D‘autre part, si l‘analyse de contenu nous permet effectivement d‘en arriver à « analyser du contenu », l‘intérêt de cette approche ne réside pas dans la description du contenu proprement dit, mais plutôt dans ce qu‘il pourra nous apprendre, une fois « traité » concernant d‘autres choses. (Bardin, 1993: 42) Ainsi, le but de l‘analyse de contenu est : « l‘inférence de connaissances relatives aux conditions de production (ou éventuellement de réception), à l‘aide d‘indicateurs (quantitatifs ou non) ». (Bardin, 1993: 43) Si la description est la première étape et l‘interprétation, la seconde, l‘inférence, « est la procédure intermédiaire qui permet le passage, explicite et contrôlé, de l‘une à l‘autre ». (Bardin, 1993) Ces inférences peuvent répondre à deux types de questions, l‘une orientée vers les causes du message et l‘autre vers les effets possibles du même message. Nous pouvons alors inférer sur la source et le destinataire du message. (Bardin, 1993: 44) Dans le cas qui nous intéresse, les discours de souveraineté du gouvernement du Canada comblent un manque et sont possiblement causés par la non- reconnaissance d‘une souveraineté absolue sur les eaux arctiques ou sur l‘Arctique canadien en général, et en même temps, ces discours cherchent à créer et à construire le

message contraire. Nous pouvons alors faire le parallèle entre ce phénomène et les deux rôles du discours tels que vus précédemment : explicatif et performatif.

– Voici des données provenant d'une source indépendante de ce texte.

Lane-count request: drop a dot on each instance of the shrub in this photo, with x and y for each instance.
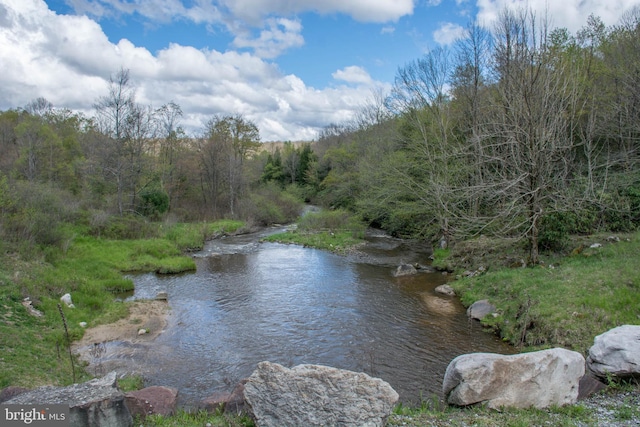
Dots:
(154, 203)
(270, 205)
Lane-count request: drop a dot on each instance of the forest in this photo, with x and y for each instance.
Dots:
(520, 130)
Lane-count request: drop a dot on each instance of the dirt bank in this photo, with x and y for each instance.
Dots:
(122, 345)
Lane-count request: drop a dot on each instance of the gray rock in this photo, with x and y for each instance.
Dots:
(405, 270)
(235, 403)
(479, 309)
(616, 353)
(539, 379)
(96, 403)
(445, 290)
(152, 400)
(214, 402)
(11, 392)
(313, 395)
(66, 298)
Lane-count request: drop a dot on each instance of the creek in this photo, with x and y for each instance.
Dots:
(250, 301)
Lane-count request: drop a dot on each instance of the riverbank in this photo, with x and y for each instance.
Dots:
(145, 321)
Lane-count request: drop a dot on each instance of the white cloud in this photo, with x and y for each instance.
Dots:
(68, 60)
(281, 35)
(360, 10)
(353, 74)
(242, 17)
(253, 11)
(387, 29)
(448, 33)
(571, 14)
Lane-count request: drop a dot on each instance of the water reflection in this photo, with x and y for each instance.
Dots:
(287, 304)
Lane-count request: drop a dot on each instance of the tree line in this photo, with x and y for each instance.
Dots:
(134, 163)
(520, 130)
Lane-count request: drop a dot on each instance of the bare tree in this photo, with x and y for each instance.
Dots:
(171, 133)
(432, 173)
(112, 113)
(528, 146)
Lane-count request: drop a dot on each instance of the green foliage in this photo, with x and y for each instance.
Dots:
(332, 220)
(336, 231)
(192, 236)
(270, 205)
(131, 383)
(566, 305)
(556, 227)
(155, 202)
(123, 227)
(196, 419)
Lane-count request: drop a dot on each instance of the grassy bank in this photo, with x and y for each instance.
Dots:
(334, 231)
(564, 302)
(34, 349)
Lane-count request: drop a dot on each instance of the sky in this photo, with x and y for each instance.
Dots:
(291, 67)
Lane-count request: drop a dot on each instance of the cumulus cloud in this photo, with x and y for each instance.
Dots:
(448, 33)
(242, 18)
(281, 35)
(68, 60)
(353, 74)
(360, 10)
(573, 13)
(252, 11)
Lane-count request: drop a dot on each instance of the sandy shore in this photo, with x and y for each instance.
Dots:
(122, 347)
(148, 315)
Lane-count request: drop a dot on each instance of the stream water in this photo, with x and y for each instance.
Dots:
(249, 302)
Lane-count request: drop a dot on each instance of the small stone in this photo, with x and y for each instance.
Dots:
(445, 290)
(66, 298)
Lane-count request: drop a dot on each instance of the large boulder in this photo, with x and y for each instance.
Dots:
(96, 403)
(405, 270)
(616, 353)
(152, 400)
(313, 395)
(538, 379)
(232, 403)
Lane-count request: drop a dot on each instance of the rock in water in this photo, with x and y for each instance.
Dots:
(313, 395)
(96, 403)
(616, 352)
(152, 400)
(405, 270)
(540, 379)
(479, 309)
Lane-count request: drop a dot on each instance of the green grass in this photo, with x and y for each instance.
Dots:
(34, 349)
(191, 236)
(566, 302)
(338, 241)
(335, 231)
(573, 415)
(196, 419)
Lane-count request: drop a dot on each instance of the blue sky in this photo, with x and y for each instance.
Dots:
(291, 66)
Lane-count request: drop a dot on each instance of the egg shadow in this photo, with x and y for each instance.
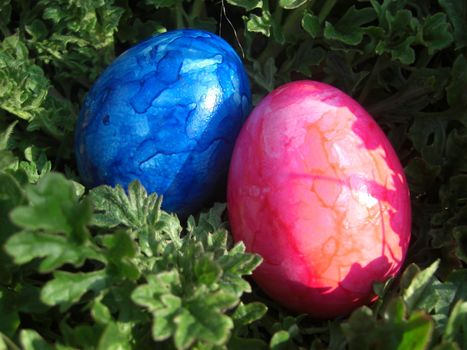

4.3. Note sur les discours étudiés

Notre étude de cas se fondera donc sur les discours du gouvernement du Canada entre 2006 et 2009 qui traitent des questions de souveraineté en Arctique. Nous entrerons en plus amples détails dans le Chapitre III, mais certaines informations méritent d‘être dévoilées à ce moment-ci. Nous créerons un corpus de discours pour la période donnée, et ce, pour les représentants du gouvernement du Canada qui sont les plus susceptibles de produire des discours sur les questions de souveraineté arctique canadiennes. Il s‘agira donc de tous les discours disponibles en ligne entre 2006 et 2009 des personnes ayant occupé les postes suivant : premier ministre (PM), ministre de la Défense nationale (MDN), ministre des Affaires indiennes et du Nord Canada (MAIN), puis ministre des Affaires étrangères du Canada (MINA). Nous retiendrons ainsi tous les discours de ces quatre représentants du gouvernement du Canada qui font une ou plusieurs références directes à la souveraineté du Canada en Arctique. Notre étude de cas étant une analyse de discours, nous sommes convaincus que ce sont ces discours publiés en ligne par chacun des ministères ou du Cabinet du premier ministre qui sont les plus fidèles aux positions d‘Ottawa et de chacune de ses personnalités politiques. En ce qui a trait à la période des discours retenus, elle sera justifiée en détail dans le chapitre suivant, mais en résumé, cette période de 2006 à 2009 se justifie par la presque-absence de discours sur la souveraineté du Canada en Arctique par Ottawa avant l‘arrivée au pouvoir du gouvernement Harper. En effet, comme nous le verrons, seuls quelques discours faisant référence à notre sujet de recherche ont été prononcés avant 2006 par les premiers ministres du Canada.